When constructing a phylogenetic tree, biologists need to distinguish whether a similarity is the result of homology or analogy.
Homology is similarity due to shared ancestry, while analogy is similarity due to convergent evolution
Convergent evolution occurs when similar environmental pressures and natural selection produce similar (analogous) adaptations in organisms from different evolutionary lineages.
Common Ancestry
The relatedness of any two groups on the tree is shown by how recently two groups had a common ancestor.
Species who are the most closely related are ones that have the most recent common ancestor. Meaning that they were more recently the same species.
Species who share a recent common ancestor are expected to share more homologies between them than species who have a more decent common ancestor.
Phylogenetic trees allow scientists to predict features of ancestors and their extinct descendants based on the features of closely related descendants that are still alive today.
EX: Scientist can infer characteristics of dinosaurs based on shared characters in modern birds and crocodiles.
Birds and crocodiles share several features: four-chambered hearts, song, nest building, and egg brooding.
These characteristics likely evolved in a common ancestor and were shared by all of its descendants, including dinosaurs
Maximum Parsimony
Scientists can never be sure of finding the best tree in a large data set
They narrow possibilities by applying the principle of maximum parsimony
Maximum parsimony assumes that the tree that requires the fewest evolutionary events (appearances of shared derived characters) is the most likely.
Computer programs are used to search for trees that are parsimonious
The best hypothesized phylogenetic tree fits the most data: morphological, molecular, and fossil
Phylogenetic hypotheses are modified when new evidence arises.
Anatomy of a Cladogram/Phylogenetic Tree
Node
Represents the most recent common ancestor of the species branching from it.
The branching from the node represents a speciation event.
How to read a phylogenetic tree
Same way as a cladogram
Sometimes they will put a timeline on under the tree and ask you to estimate the age of the most recent common ancestor of two species.
Limitations of a Phylogenetic Tree
Phylogenetic trees show how species have
evolved from a series of common ancestors;
they do not necessarily depict phenotypic
similarity.
It should not be assumed that a species
evolved from the species next to it on a tree.
EX: we can’t assume humans evolved
from mice or vice versa.
Phylogenetic trees do not generally indicate
when a species evolved or how much change occurred in a lineage
EX: humans did not evolve 50 mya, but we started evolving separately from mice at that point.

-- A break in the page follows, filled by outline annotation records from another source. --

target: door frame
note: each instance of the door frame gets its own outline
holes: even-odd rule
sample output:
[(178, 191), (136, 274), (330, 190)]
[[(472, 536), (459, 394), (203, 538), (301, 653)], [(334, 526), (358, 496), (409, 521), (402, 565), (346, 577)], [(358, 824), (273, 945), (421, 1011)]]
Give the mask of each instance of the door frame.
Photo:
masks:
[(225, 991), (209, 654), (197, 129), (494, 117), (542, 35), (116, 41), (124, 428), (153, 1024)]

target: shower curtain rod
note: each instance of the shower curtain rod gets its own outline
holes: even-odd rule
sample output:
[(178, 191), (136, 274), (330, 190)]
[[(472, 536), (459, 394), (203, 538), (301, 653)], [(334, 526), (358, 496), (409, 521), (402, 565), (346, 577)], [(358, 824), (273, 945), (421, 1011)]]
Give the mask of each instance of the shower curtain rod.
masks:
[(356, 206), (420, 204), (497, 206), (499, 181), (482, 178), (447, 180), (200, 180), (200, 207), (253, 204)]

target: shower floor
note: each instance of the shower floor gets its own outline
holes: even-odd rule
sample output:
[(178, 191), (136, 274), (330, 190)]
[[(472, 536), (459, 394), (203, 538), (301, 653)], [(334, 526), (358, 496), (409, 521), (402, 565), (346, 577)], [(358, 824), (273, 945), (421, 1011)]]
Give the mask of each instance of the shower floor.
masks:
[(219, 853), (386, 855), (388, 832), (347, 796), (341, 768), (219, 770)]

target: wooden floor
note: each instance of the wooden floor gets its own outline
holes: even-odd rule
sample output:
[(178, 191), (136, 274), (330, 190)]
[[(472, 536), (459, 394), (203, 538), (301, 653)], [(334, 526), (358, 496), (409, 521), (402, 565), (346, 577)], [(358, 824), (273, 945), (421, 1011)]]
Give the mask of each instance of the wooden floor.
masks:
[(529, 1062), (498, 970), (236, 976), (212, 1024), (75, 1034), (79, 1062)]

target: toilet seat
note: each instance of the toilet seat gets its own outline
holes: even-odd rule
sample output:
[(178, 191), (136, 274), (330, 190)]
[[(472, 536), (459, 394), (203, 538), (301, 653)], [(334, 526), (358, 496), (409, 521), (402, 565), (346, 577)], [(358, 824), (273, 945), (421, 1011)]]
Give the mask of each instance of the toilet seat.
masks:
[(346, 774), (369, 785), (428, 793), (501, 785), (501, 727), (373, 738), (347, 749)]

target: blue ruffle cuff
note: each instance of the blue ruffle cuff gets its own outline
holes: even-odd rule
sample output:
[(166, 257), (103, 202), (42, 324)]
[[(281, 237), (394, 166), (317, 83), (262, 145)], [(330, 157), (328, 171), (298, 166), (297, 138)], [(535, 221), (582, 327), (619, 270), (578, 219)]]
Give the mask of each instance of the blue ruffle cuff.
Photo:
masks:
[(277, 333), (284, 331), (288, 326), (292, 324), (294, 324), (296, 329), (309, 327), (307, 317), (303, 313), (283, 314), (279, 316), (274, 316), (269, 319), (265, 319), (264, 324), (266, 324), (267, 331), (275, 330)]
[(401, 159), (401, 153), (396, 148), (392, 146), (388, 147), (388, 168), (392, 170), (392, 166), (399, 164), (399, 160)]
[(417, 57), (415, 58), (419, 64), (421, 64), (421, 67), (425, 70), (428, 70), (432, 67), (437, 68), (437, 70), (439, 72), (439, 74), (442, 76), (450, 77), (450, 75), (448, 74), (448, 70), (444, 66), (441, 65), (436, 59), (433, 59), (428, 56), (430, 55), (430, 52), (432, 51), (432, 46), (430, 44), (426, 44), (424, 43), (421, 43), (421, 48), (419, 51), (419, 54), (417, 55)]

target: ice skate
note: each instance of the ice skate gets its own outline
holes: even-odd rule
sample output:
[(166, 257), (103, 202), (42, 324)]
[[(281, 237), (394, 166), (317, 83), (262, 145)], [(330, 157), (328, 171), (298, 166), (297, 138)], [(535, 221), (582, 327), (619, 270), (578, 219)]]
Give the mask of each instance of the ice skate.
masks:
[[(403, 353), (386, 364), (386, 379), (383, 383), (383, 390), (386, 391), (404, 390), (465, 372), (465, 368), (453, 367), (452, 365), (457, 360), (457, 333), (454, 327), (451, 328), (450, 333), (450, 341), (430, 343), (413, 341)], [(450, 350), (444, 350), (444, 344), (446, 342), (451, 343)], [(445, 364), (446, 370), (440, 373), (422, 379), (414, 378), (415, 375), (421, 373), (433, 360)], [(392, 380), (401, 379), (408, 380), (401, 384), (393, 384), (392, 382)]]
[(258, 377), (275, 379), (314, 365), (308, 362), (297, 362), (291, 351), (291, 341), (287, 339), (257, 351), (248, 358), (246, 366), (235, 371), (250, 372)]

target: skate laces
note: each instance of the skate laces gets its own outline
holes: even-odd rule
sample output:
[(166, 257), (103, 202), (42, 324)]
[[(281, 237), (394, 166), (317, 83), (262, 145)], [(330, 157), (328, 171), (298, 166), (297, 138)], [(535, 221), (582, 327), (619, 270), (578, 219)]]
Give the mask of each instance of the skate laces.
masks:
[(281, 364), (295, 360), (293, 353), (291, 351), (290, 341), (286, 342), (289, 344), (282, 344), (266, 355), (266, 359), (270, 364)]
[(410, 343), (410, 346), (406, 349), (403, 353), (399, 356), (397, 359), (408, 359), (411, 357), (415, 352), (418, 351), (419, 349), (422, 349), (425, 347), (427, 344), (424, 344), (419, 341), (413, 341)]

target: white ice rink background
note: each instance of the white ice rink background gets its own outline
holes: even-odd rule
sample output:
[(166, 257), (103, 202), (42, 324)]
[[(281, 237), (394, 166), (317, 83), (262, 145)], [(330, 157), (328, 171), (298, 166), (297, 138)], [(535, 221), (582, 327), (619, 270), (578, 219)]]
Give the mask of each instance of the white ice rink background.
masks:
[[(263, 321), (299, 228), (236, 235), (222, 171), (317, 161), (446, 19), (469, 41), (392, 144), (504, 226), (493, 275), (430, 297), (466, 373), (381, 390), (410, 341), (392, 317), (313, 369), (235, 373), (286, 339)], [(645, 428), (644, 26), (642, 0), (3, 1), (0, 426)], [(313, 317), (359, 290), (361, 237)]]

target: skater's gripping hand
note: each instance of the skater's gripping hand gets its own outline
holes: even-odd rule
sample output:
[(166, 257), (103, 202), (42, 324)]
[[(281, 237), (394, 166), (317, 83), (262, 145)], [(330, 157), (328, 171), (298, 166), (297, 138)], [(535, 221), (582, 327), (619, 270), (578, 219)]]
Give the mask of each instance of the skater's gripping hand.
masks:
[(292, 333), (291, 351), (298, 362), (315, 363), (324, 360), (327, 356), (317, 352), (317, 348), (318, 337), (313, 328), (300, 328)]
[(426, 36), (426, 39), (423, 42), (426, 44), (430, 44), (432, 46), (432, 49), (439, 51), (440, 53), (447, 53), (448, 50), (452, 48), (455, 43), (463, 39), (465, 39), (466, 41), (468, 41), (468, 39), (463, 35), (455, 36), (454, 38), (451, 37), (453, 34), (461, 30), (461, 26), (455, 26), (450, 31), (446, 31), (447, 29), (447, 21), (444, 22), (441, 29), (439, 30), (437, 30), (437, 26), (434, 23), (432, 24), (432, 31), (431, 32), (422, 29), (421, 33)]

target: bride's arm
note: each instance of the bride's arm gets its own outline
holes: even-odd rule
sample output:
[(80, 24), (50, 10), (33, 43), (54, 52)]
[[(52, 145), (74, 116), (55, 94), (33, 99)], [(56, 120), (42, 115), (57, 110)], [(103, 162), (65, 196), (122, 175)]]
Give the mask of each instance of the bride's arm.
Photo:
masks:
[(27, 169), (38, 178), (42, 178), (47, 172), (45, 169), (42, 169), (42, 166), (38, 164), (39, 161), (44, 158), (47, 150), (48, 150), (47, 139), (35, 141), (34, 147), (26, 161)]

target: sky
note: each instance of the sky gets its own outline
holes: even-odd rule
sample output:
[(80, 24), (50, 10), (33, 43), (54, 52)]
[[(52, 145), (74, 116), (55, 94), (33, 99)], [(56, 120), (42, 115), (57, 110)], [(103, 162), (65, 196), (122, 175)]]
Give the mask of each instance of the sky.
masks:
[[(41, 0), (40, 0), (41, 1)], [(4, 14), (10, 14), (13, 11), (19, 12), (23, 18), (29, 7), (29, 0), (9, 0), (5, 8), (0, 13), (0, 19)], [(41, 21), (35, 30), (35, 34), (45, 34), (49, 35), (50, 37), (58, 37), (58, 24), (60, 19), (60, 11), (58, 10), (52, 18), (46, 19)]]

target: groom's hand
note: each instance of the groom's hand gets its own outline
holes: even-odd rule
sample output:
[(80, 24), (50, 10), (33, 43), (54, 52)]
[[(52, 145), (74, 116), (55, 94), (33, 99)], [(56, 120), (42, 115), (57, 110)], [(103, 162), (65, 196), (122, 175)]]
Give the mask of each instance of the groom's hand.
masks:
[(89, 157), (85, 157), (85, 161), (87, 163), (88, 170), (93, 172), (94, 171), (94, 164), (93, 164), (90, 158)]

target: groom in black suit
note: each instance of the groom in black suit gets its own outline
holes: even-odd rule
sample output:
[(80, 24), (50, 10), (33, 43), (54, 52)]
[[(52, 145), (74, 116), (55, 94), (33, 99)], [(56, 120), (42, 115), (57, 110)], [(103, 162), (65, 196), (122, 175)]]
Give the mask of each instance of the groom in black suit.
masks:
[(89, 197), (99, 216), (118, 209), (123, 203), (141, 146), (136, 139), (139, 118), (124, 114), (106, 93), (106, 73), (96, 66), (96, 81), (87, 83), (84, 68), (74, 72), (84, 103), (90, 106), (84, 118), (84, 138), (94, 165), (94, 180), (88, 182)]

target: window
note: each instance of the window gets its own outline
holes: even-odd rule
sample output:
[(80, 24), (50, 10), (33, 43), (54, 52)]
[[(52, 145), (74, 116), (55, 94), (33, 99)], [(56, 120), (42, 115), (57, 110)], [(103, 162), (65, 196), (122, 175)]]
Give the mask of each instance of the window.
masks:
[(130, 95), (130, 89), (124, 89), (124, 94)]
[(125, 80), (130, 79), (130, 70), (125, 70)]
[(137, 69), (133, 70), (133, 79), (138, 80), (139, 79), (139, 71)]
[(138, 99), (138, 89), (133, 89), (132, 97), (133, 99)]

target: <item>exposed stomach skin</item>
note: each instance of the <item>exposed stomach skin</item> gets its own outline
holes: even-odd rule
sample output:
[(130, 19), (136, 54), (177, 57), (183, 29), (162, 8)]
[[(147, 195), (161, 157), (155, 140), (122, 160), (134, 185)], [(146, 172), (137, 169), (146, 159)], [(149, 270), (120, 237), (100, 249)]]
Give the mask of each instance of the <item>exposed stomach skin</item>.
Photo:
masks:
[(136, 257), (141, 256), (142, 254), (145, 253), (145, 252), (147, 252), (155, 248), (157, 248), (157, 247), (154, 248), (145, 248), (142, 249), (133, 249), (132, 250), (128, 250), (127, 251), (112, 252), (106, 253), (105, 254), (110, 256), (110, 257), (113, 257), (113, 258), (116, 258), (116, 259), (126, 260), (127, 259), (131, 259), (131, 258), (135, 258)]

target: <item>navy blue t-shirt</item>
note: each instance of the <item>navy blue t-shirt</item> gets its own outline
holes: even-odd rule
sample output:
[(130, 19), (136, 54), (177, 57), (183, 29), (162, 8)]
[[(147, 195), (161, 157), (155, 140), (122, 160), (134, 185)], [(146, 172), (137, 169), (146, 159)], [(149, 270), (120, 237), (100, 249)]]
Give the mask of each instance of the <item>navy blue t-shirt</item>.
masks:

How to generate a cladogram/phylogenetic tree
First: Check to see if it is giving you similarities or differences
If differences, remember that more differences=less related
Second: Figure out which species is the outlier. (Has the most differences from ALL the other species)
Third: Look at the chart and figure out which species are closely related to each other.
Fourth: Use this information and logic to place everything on the provided chart.